RDM and UKZN have signed a Memorandum of Agreement (MOA) to cooperate in the
development of new rocket propulsion technologies, including collaborating on a liquid
propellant rocket engine project named SAFFIRE.
The SAFFIRE initiative – South African First Integrated Rocket Engine – is a project created
by UKZN’s Aerospace Systems Research Group (ASReG). ASReG runs the only university-based launch vehicle propulsion programme in South Africa, and is supported by the Department of Science and Innovation (DSI). The immediate aim of SAFFIRE is the development of a compact rocket engine that can be clustered to power the first and second stages of a commercial small-satellite launch vehicle.

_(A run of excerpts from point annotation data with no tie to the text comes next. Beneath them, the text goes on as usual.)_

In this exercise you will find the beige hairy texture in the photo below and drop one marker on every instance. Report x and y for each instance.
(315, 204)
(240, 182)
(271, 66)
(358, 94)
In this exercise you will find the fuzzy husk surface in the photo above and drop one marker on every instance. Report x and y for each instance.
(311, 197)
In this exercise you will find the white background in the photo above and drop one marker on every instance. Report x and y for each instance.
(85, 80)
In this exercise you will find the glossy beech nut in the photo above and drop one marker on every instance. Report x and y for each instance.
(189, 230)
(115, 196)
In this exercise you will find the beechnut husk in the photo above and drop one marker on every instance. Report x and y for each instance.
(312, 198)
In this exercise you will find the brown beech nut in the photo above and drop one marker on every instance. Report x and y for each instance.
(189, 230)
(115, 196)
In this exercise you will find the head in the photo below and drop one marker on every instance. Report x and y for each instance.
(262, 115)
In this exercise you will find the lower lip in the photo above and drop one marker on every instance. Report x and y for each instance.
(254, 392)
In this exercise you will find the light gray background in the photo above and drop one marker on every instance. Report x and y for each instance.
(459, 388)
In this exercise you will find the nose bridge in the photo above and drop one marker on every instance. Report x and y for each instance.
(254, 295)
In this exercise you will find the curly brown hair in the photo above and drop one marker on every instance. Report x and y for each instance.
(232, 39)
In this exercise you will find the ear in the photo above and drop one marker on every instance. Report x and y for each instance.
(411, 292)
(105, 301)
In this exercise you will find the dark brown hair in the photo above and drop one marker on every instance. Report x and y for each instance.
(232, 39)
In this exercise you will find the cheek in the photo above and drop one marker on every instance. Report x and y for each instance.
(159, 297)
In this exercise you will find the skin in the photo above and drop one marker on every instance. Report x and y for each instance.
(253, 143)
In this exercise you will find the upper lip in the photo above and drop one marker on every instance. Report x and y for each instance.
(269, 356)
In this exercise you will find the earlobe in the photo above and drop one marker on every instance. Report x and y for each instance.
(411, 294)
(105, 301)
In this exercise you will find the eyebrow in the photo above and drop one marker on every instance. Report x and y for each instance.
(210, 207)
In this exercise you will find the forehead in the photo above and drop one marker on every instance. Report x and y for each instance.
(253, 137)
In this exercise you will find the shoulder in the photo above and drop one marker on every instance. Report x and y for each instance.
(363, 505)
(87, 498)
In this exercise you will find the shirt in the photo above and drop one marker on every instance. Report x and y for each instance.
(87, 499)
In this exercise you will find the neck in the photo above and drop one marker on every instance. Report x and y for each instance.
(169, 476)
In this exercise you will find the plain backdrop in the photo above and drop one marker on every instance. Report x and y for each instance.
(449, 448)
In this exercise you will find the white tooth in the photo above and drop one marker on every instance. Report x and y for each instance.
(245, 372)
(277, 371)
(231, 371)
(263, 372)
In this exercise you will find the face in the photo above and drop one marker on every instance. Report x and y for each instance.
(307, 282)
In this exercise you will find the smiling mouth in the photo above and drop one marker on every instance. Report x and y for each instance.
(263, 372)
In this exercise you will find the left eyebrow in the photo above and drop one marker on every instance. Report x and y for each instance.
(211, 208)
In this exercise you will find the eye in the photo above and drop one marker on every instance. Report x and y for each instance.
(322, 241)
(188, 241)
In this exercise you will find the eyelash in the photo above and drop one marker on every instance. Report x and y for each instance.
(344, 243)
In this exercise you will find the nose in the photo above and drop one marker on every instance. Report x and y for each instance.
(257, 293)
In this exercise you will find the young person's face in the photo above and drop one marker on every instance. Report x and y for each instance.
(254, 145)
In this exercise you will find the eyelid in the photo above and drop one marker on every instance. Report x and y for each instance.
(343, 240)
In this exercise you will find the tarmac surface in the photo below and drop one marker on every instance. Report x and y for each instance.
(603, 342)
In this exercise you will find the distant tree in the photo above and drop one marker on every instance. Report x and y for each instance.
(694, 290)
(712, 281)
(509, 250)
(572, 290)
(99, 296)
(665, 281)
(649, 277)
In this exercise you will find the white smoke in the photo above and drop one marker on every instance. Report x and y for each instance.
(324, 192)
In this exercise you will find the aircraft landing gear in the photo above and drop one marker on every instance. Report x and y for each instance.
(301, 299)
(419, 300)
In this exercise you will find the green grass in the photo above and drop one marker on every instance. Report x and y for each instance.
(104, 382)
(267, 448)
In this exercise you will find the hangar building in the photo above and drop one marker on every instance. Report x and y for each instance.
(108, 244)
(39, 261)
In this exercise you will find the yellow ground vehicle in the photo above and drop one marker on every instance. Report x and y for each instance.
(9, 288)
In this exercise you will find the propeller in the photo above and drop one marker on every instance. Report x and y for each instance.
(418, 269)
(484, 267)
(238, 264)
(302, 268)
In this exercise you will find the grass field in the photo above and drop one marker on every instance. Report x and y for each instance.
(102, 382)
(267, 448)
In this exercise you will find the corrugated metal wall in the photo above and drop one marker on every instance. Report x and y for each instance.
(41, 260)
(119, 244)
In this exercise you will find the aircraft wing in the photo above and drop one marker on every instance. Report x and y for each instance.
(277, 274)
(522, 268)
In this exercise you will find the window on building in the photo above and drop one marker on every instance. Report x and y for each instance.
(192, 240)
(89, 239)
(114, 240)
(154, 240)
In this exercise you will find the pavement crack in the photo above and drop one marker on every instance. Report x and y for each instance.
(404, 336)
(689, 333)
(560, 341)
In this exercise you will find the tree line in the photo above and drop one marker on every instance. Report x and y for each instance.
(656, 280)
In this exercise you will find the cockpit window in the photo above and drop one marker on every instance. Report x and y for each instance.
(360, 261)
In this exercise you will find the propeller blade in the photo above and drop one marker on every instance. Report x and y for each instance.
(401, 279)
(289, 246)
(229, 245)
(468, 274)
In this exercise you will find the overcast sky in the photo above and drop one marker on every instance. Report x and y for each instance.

RDM will support the programme with element design, analysis and the manufacturing of key components, as well as the static evaluation of these rocket engines.

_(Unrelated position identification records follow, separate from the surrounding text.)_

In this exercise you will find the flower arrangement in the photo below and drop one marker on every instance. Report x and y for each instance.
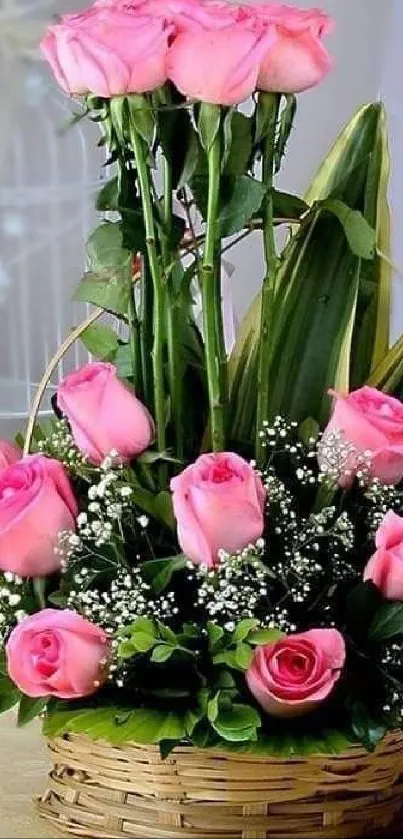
(205, 546)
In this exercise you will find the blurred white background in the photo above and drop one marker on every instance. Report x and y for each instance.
(48, 178)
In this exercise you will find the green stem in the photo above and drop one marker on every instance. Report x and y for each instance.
(144, 179)
(135, 343)
(173, 323)
(146, 333)
(271, 102)
(211, 290)
(134, 326)
(219, 326)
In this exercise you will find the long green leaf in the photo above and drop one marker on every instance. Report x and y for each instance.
(322, 302)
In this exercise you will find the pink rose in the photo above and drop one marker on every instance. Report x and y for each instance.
(57, 653)
(298, 60)
(294, 676)
(8, 454)
(219, 65)
(219, 505)
(108, 50)
(373, 423)
(104, 413)
(184, 15)
(385, 568)
(36, 503)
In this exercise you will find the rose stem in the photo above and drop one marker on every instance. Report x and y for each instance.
(173, 323)
(271, 104)
(211, 295)
(156, 274)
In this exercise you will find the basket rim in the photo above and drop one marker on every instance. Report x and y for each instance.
(355, 750)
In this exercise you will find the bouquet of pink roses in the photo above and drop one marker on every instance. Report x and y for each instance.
(199, 548)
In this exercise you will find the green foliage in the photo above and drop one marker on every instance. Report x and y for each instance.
(208, 124)
(9, 693)
(100, 340)
(388, 622)
(120, 725)
(105, 248)
(145, 636)
(360, 236)
(29, 708)
(368, 731)
(323, 304)
(159, 572)
(237, 724)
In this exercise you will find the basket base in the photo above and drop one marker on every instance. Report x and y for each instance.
(104, 792)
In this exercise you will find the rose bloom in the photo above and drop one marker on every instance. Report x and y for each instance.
(184, 15)
(295, 675)
(221, 65)
(57, 653)
(298, 60)
(9, 453)
(373, 423)
(108, 50)
(229, 51)
(36, 504)
(219, 504)
(104, 414)
(385, 568)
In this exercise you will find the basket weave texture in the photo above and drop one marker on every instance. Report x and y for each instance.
(99, 790)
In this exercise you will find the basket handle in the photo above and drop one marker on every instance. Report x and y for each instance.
(74, 335)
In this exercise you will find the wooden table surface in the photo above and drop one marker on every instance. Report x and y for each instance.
(23, 768)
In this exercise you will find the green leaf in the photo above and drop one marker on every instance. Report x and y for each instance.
(157, 505)
(360, 235)
(357, 170)
(240, 149)
(286, 122)
(175, 131)
(127, 650)
(190, 162)
(288, 206)
(101, 341)
(108, 289)
(159, 572)
(308, 430)
(237, 724)
(265, 636)
(388, 622)
(108, 196)
(143, 624)
(142, 641)
(141, 116)
(142, 725)
(319, 297)
(161, 653)
(213, 708)
(215, 635)
(150, 457)
(123, 361)
(244, 628)
(208, 124)
(105, 248)
(388, 375)
(227, 657)
(369, 732)
(240, 198)
(243, 656)
(30, 708)
(167, 634)
(9, 694)
(363, 603)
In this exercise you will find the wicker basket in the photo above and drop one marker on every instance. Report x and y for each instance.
(98, 790)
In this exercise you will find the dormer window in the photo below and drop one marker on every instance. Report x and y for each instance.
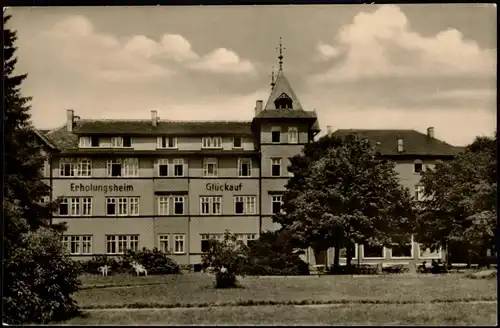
(88, 141)
(418, 166)
(119, 142)
(400, 146)
(283, 102)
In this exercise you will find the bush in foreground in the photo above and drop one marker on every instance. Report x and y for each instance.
(273, 255)
(228, 258)
(39, 280)
(155, 261)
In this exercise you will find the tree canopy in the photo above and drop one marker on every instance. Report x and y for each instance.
(343, 194)
(460, 199)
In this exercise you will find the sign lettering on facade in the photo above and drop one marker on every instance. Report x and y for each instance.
(223, 187)
(102, 188)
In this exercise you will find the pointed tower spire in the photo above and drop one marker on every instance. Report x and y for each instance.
(272, 78)
(280, 57)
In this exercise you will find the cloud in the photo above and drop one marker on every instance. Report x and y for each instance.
(223, 61)
(75, 44)
(382, 43)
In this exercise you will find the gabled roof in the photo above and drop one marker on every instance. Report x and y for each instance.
(282, 86)
(144, 127)
(414, 142)
(44, 138)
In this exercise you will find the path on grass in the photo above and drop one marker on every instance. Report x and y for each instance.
(333, 304)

ASReG is located within UKZN’s Discipline of Mechanical Engineering where more than a dozen graduate students are currently enrolled in Masters and Doctoral degrees focusing on rocket engine design, turbomachinery and associated technologies, such as airframe design and launch systems. The research group’s two primary objectives are to; develop aerospace technologies related to rockets, spacecraft and turbomachine systems in support of an indigenous South African space launch capability, and develope highly skilled engineers for the South African aerospace industry.
RDM, was the primary developer and manufacturer of the space launch propulsion systems for South Africa’s space programme. Solid rocket propulsion systems were used to launch payloads of more than 350 kg into low-Earth orbit. This programme was shelved in 1994 and the focus moved towards missile propulsion systems for inter alia Denel Dynamics’ Umkhonto, A-Darter, Ingwe and Mokopa missiles and other international clinets. The result thereof is that most of this strategic propulsion capability still exists within RDM today.